You still should add some error handling to this loop, but with these few lines we can already query the stock prices for the stocks we own or want to monitor.

Next, we have to get the data into Prometheus. I expect you already have Prometheus and the Prometheus Push Gateway installed and they are listening on the default ports 9090 and 9091.

To push the metrics, we can either install the Python client called prometheus_client or we can just send an API request with requests. I will do the latter, since that’s what simple REST APIs are for, we do not need to install yet another library just to do one simple request.

# ... previous code ...
    payload = '\n'.join([
        '# TYPE stock_price gauge',
        'stock_price{sym="%s"} %f' % (symbol, price),
    ]) + '\n'

    try:
        requests.post(
            'http://localhost:9091/metrics/job/stocks-data',
            data=payload)
    except IOError as e:
        logging.exception(f'Could not push price of {url}', e)

Don’t forget the trailing \n symbol in the payload. Otherwise the request will not work, as Prometheus expects a trailing newline at the end of the data.

If we now check the web interface of the push gateway at http://localhost:9091 we will already see our pushed data.

Metrics inside the Prometheus Pushgateway

To make sure that we do not have any stale data in the Push Gateway, we should delete old data. According to my knowledge it’s only possible to delete all data under a grouping key, so we should delete all data and then ingest all new data. In order to avoid Prometheus collecting the empty data while we are still (slowly) scraping, we will change the structure of the script a bit: At first we will scrape all values, then we will ingest all values into Prometheus.

import logging
import requests
import lxml.html
import time


logging.basicConfig(level=logging.INFO)

# Scrape the prices
urls = [
    ('https://stocks.example.com/Alphabet_Inc', 'GOOGL'),
]

prices = {}

for url, symbol in urls:
    response = requests.get(url)
    tree = lxml.html.fromstring(response.text)
    elem = tree.cssselect('#stock-price')[0]
    price = float(elem.text_content())
    logging.info(f'Price of stock is {price}')
    prices[symbol] = price

    time.sleep(1)  # sleep a bit to not query too fast

# Delete old data and ingest new data
payload = []
payload.append('# TYPE stock_price gauge')
for symbol, price in prices.items():
    payload.append('stock_price{sym="%s"} %f' % (symbol, price))

requests.delete('http://localhost:9091/metrics/job/stocks-data')

try:
    requests.post(
        'http://localhost:9091/metrics/job/stocks-data',
        data='\n'.join(payload) + '\n')
except IOError:
    logging.error(f'Could not push price of {url} to stock')

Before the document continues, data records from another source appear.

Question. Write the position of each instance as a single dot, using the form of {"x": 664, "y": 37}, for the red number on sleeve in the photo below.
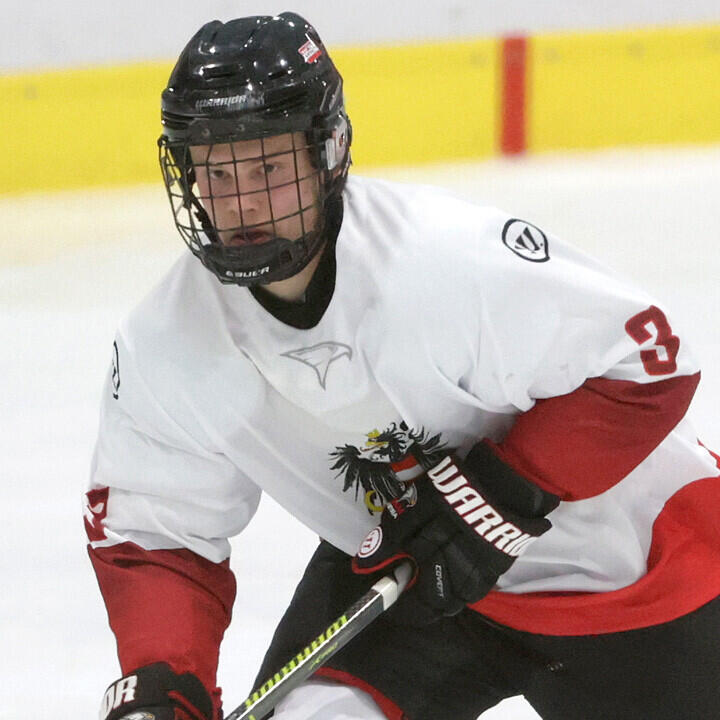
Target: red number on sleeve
{"x": 651, "y": 324}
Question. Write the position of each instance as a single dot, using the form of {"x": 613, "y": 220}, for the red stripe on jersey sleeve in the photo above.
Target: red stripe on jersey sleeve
{"x": 166, "y": 605}
{"x": 683, "y": 574}
{"x": 581, "y": 444}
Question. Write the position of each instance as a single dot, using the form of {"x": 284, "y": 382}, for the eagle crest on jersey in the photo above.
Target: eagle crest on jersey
{"x": 388, "y": 461}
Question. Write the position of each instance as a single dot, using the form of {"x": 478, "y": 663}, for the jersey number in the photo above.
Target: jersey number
{"x": 651, "y": 324}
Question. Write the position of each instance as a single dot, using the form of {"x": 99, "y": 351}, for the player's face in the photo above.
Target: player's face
{"x": 254, "y": 190}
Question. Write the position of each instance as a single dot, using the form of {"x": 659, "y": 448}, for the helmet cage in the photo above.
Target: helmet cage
{"x": 280, "y": 242}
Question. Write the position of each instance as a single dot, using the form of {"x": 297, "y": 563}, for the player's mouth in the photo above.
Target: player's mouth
{"x": 247, "y": 237}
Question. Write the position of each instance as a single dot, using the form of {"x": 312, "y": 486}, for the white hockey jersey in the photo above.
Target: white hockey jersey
{"x": 449, "y": 323}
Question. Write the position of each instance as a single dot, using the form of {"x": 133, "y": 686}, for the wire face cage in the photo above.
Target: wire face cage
{"x": 251, "y": 210}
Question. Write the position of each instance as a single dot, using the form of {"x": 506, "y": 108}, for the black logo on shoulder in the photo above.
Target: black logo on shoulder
{"x": 526, "y": 240}
{"x": 116, "y": 371}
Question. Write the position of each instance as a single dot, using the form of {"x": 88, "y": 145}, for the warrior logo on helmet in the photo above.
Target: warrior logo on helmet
{"x": 387, "y": 463}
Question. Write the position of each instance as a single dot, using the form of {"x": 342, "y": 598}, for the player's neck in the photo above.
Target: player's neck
{"x": 293, "y": 288}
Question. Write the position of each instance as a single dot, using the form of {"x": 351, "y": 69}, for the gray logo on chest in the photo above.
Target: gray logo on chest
{"x": 319, "y": 357}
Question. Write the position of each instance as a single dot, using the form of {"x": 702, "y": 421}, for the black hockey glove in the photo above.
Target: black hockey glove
{"x": 155, "y": 692}
{"x": 463, "y": 524}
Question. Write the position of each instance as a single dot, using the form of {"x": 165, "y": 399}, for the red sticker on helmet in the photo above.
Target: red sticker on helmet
{"x": 310, "y": 51}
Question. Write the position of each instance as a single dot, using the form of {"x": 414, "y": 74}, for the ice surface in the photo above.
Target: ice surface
{"x": 71, "y": 264}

If your Prometheus is already configured to scrape the Push Gateway, you will see your metrics in Prometheus in the next few minutes. You can make sure that Prometheus scrapes the Push Gateway by checking whether the following section is a scrape target in your Prometheus configuration:

- job_name: 'pushgateway'
  static_configs:
  - targets:
    - 'localhost:9091'

Finally, we can add a new panel in Grafana and retrieve the data from our label with stock_price{sym="GOOGL"}. For alerting you must first create a notification channel. I have a setup an e-mail notification channel, but you can also have other notification channels like Telegram messenger.

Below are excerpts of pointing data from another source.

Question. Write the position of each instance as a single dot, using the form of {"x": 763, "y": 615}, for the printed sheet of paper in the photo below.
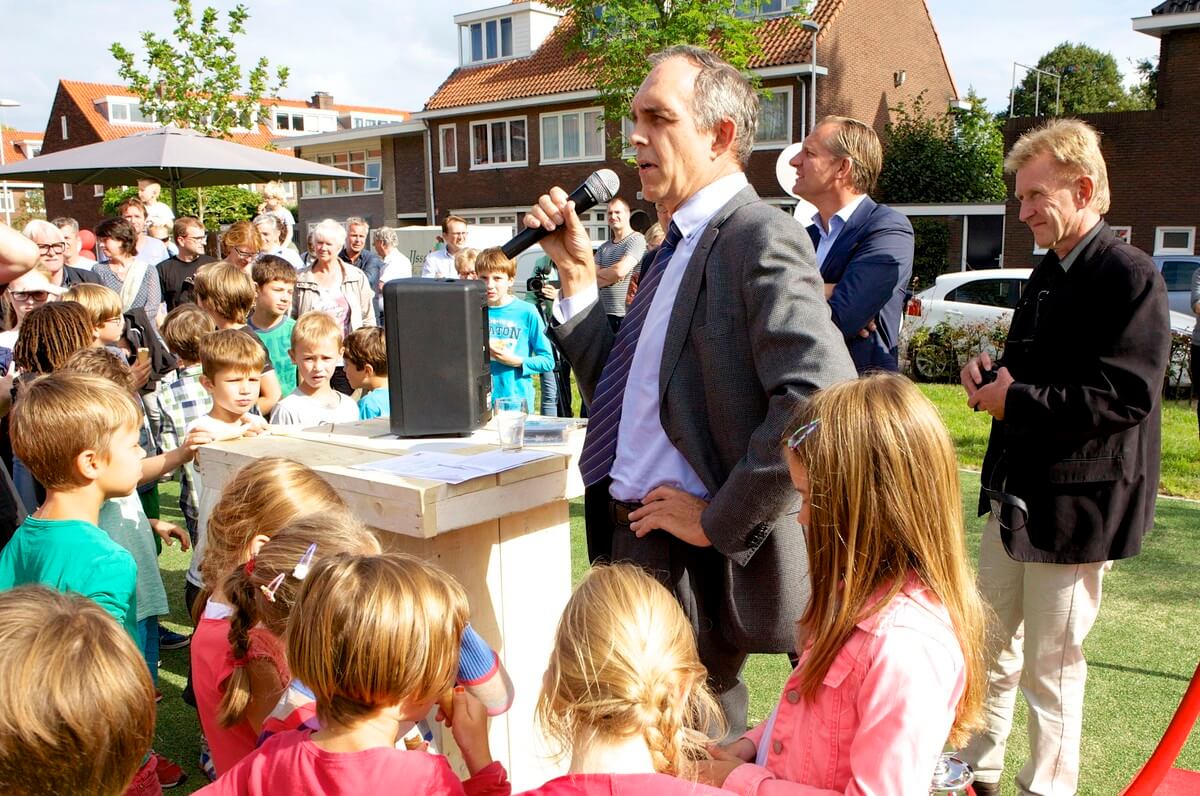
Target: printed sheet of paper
{"x": 453, "y": 468}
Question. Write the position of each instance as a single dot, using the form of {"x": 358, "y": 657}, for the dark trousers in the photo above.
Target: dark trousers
{"x": 695, "y": 575}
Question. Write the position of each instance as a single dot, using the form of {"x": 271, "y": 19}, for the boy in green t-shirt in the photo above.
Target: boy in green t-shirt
{"x": 60, "y": 545}
{"x": 271, "y": 318}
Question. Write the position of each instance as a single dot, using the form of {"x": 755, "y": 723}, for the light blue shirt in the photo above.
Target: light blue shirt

Go back to the panel of your stock and switch to the Alert tab. There you can now create an alert to get informed once the stock crosses a defined threshold. I usually use the outside range option and define both an upper and a lower threshold. That way I can keep an eye on my stocks without having to manually watch them each day.

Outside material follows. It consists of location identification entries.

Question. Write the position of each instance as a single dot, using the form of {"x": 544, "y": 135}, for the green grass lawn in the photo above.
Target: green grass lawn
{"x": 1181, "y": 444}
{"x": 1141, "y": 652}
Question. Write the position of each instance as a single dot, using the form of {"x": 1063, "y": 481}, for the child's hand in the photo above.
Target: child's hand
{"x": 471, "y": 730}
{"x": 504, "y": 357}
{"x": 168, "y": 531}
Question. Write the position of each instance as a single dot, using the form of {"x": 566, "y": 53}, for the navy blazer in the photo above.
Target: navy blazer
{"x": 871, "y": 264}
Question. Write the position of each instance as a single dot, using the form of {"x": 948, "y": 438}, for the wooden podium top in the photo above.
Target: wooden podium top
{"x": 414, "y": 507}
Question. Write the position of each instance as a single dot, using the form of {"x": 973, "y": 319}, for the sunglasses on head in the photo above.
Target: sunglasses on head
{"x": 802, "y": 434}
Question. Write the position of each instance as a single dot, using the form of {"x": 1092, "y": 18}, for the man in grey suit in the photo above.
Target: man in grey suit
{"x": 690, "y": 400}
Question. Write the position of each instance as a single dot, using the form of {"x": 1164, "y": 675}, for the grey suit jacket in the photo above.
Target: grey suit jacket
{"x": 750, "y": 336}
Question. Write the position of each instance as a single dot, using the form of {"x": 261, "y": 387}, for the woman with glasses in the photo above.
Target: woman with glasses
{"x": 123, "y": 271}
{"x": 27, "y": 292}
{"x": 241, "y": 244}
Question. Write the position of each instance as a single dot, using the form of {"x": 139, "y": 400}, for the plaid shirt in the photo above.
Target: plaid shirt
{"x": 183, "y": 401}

Creating an alert for the stock price

Finally, one more metric we might want to watch is push_time_seconds. This metric can show us when any data for our grouping key was last pushed successfully to the Push Gateway. This helps us to determine whether our script runs at all. That’s important, because if the script does not run at all it also does not delete old data and Grafana will show fine stock prices!

So, create a new panel with the query time() - push_time_seconds{exported_job="stocks-data"}. This will give us the number of seconds since the last successful push. Set an alert to a bit higher than the interval time of your script.